TotalEnergies, the operator of one of Uganda’s Lake Albert oil fields and the pipeline, said it won’t be able to accommodate oil from Congo. “Eacop is expected to be running at or close to full capacity based on Ugandan production for much of the first decade of its operation,” a company spokeswoman said in an emailed response to questions.
The French major’s Chief Executive Officer Patrick Pouyanne told a French parliamentary commission in November that the company won’t bid for Congo’s oil blocks. “TotalEnergies will not be in the DRC to do oil, so this famous pipeline will not be used to do this,” he said.
The remarks upset Budimbu, who wants to bypass the rejection by holding direct talks with the countries to negotiate a connection to the line. “It’s not Total who will have the last word,” he said.
The revenue generated from 5.5 Bboe that Congo estimates lie in just five eastern blocks could be transformative for a country that International Monetary Fund data shows has a gross domestic product of just $69.5 billion dollars and about 100 million people.
“If TotalEnergies doesn’t allow external crude to be transported through the pipeline, then I believe there are no export options available on that side of the country,” Pranav Joshi, an analyst at Rystad Energy, said in a reply to questions.
Uganda’s government is open to shipping Congolese oil, but there are contingencies.
“Considering DRC volumes may take a number of years to be ready for transportation, we believe the pipeline will have spare capacity,” depending on future exploration results by the host nations, said Peter Muliisa, Chief Legal and Corporate Affairs Officer for the Uganda National Oil Company Ltd.
Congo was always expected to be part of Eacop, according to Uganda energy ministry spokesman Solomon Muyita. “The only problem is that Congo hasn’t been moving at the same pace with Uganda” in developing its own oil resources, he said.
Last week, the ministry postponed bid submission deadlines on 24 blocks for the second time and announced another roadshow on May 11 in the City of London to publicize the tender. The ministry is currently accepting bids for three western blocks near its only productive oil fields, a 25,000 bpd project run by Perenco SA.
Total and China National Offshore Oil Corp. will build the $4 billion 1,443-kilometer (897 miles) Eacop pipeline to ship oil from Uganda’s side of Lake Albert — along Congo’s border — to the Tanzanian port of Tanga as soon as 2025.
“The discussion with Uganda is to be a stakeholder, to have shares in this pipeline there,” Budimbu said.

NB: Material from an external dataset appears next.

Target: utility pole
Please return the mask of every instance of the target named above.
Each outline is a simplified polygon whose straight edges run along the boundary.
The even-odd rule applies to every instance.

A more expensive option would be to bypass Uganda entirely by building a pipeline via South Sudan and on through Ethiopia.
Notwithstanding logistical and environmental challenges, Budimbu estimates two blocks on Lake Albert could fetch $1.5 billion alone, which would be difficult for smaller oil companies to afford. “You can’t only think that to be a major is to be Total,” he said. “There are majors even in China these days, they’re everywhere.”